The man got along quite a long time without money. He used what we call “the barter system”. If a man wanted something he did not make or raise himself, he found another person who had what he wanted and offered him something in exchange. The first kind of “money” used by primitive man usually consisted of things to wear or eat.
The American Indians used carved shells called “wampum”. Other types of “money” have been tobacco, grains, shins, salt, and beads. Eventually, pieces of metal replaced other kinds of money. The first people to use coined money were the Lydians, a people of Asia
Minor. In the eighth century B.C., they began to make pieces of metal money that were uniform in weight and design and which could easily be recognized. Gold and silver had been used as money long before that, but not in the form of coins. They had circulated as bars from which pieces were cut and weighed, but there was no guarantee of purity or weight. It was the Lydians who first thought of stamping pieces of metal with some symbol as a guarantee. Other peoples imitated them and gradually the use of coins became widespread.

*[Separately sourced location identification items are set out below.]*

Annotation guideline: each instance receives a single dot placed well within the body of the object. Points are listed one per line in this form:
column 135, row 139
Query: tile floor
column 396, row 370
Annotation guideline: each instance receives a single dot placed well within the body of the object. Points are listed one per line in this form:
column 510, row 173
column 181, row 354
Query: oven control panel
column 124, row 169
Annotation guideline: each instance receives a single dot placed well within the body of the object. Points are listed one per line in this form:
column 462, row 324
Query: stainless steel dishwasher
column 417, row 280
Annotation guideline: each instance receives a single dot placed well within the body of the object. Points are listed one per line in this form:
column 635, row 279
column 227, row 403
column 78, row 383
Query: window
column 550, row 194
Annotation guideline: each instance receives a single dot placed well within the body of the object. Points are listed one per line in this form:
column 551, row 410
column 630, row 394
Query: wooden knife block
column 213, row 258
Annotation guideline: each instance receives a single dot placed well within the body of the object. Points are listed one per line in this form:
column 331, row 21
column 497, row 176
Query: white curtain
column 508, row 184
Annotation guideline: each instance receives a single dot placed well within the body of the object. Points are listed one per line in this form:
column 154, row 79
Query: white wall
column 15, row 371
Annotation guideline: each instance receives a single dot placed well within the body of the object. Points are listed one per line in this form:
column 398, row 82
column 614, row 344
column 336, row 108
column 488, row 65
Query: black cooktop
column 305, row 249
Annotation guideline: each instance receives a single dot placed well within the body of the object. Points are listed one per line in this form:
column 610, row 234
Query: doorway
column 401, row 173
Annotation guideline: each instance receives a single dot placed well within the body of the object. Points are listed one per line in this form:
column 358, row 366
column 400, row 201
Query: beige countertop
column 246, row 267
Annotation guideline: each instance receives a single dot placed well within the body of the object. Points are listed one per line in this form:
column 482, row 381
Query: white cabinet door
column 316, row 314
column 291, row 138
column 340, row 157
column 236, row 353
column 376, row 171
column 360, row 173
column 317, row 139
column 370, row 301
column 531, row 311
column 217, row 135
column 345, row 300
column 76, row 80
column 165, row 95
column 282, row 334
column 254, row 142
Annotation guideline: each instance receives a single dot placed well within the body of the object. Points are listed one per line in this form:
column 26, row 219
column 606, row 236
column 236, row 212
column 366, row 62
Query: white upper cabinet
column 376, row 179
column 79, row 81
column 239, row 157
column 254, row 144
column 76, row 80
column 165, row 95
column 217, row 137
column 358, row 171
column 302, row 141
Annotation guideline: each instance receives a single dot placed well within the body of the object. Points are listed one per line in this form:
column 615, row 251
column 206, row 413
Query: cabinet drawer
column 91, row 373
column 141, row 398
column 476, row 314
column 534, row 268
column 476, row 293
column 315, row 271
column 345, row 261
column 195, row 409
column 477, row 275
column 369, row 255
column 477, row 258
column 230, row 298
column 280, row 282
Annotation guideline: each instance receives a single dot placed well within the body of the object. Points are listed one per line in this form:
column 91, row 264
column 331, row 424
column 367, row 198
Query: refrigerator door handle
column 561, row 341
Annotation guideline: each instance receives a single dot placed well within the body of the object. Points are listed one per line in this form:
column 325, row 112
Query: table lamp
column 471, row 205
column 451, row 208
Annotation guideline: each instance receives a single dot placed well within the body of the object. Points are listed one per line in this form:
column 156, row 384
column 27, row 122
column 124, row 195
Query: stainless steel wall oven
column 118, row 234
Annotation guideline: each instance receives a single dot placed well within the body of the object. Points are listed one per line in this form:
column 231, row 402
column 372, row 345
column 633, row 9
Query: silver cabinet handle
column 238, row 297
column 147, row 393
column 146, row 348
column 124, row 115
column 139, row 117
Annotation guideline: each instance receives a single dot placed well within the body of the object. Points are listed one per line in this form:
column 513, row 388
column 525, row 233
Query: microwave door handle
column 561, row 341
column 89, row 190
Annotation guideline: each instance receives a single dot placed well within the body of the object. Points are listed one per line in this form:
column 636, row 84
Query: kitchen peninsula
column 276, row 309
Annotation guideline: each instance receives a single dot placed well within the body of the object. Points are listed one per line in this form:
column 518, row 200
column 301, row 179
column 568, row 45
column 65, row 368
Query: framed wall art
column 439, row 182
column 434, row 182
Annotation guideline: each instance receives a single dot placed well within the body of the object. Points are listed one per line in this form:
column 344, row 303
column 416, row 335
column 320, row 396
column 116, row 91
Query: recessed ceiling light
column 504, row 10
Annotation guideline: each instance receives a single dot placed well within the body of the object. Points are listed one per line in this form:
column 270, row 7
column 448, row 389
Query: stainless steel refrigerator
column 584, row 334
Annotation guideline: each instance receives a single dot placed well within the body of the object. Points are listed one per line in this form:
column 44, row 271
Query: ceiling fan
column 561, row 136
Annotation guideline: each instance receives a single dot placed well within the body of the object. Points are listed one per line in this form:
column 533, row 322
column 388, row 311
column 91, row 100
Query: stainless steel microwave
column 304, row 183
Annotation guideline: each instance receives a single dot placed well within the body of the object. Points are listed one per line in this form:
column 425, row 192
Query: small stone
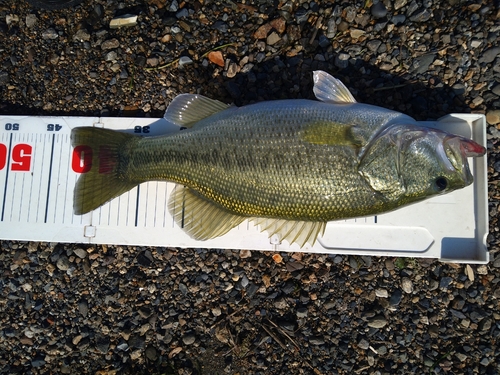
column 316, row 340
column 245, row 254
column 183, row 61
column 273, row 38
column 188, row 338
column 153, row 61
column 373, row 45
column 216, row 58
column 496, row 90
column 407, row 285
column 302, row 312
column 102, row 343
column 221, row 26
column 50, row 34
column 81, row 36
column 356, row 33
column 363, row 344
column 127, row 20
column 396, row 298
column 4, row 78
column 110, row 44
column 110, row 56
column 39, row 362
column 136, row 354
column 422, row 15
column 136, row 341
column 11, row 18
column 151, row 353
column 216, row 311
column 342, row 60
column 398, row 4
column 421, row 64
column 63, row 263
column 83, row 308
column 493, row 117
column 379, row 10
column 145, row 258
column 398, row 19
column 294, row 266
column 489, row 55
column 232, row 70
column 331, row 28
column 278, row 24
column 280, row 303
column 482, row 270
column 445, row 282
column 378, row 321
column 31, row 20
column 80, row 253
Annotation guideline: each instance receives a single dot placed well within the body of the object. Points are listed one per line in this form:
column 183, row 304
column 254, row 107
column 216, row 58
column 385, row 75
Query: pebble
column 31, row 20
column 50, row 34
column 316, row 340
column 363, row 344
column 489, row 55
column 493, row 117
column 185, row 60
column 378, row 10
column 63, row 263
column 407, row 285
column 396, row 297
column 110, row 44
column 114, row 306
column 342, row 60
column 189, row 338
column 378, row 321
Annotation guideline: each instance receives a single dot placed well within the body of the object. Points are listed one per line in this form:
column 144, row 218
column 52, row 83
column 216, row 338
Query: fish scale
column 288, row 165
column 277, row 174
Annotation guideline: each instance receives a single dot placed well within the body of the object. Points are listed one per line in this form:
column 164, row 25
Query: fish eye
column 441, row 183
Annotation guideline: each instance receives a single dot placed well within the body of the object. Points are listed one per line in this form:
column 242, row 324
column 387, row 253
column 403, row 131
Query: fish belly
column 254, row 161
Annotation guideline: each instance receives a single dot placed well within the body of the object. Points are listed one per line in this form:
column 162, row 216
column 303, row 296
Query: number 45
column 53, row 127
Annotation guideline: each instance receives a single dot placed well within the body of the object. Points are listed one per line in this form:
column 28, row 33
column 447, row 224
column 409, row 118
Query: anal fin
column 199, row 217
column 300, row 232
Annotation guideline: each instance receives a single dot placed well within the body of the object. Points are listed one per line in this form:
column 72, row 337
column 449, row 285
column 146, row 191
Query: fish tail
column 101, row 156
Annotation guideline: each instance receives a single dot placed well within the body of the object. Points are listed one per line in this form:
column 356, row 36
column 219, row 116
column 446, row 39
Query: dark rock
column 379, row 10
column 136, row 341
column 396, row 297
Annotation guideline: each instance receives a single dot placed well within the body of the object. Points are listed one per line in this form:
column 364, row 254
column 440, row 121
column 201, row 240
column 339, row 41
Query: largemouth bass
column 289, row 165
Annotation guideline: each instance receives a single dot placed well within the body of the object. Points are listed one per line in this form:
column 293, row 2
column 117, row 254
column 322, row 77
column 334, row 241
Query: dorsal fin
column 331, row 90
column 199, row 217
column 187, row 109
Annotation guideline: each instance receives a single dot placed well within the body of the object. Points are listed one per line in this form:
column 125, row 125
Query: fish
column 289, row 166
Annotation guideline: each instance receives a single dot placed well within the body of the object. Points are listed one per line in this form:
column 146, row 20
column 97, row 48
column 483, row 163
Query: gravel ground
column 68, row 308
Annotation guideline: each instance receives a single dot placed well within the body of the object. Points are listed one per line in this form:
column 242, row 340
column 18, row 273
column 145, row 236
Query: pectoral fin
column 300, row 232
column 331, row 133
column 187, row 109
column 331, row 90
column 199, row 217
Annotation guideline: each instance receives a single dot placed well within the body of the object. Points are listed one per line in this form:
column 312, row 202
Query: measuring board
column 39, row 169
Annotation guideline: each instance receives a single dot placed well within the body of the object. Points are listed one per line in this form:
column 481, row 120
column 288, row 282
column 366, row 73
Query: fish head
column 418, row 162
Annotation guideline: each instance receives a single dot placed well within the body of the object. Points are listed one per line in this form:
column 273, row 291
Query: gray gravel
column 70, row 308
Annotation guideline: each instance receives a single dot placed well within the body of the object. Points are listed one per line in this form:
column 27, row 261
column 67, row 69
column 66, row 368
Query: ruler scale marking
column 6, row 176
column 50, row 176
column 137, row 206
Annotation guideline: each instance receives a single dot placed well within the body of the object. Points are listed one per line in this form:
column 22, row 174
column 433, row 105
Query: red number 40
column 21, row 157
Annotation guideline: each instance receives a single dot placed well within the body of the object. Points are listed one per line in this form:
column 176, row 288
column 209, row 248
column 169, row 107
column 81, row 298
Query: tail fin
column 104, row 163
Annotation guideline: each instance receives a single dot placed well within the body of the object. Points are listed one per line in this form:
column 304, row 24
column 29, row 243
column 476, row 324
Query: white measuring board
column 39, row 169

After the Middle Ages, it was found that a “promise” to pay money, if there was confidence in the person who made the promise, would serve as well as real money. So goldsmiths, merchants, and money lenders began to issue notes, which were written promises to pay cash on demand.
This “credit currency”, since it was in the form of paper, was safer and more convenient to handle than gold. Soon banks, and then governments, began to issue such paper promises, and “paper money” came into existence.
Who First Invented Paper Money?
Paper currency first developed in Tang dynasty China during the 7th century.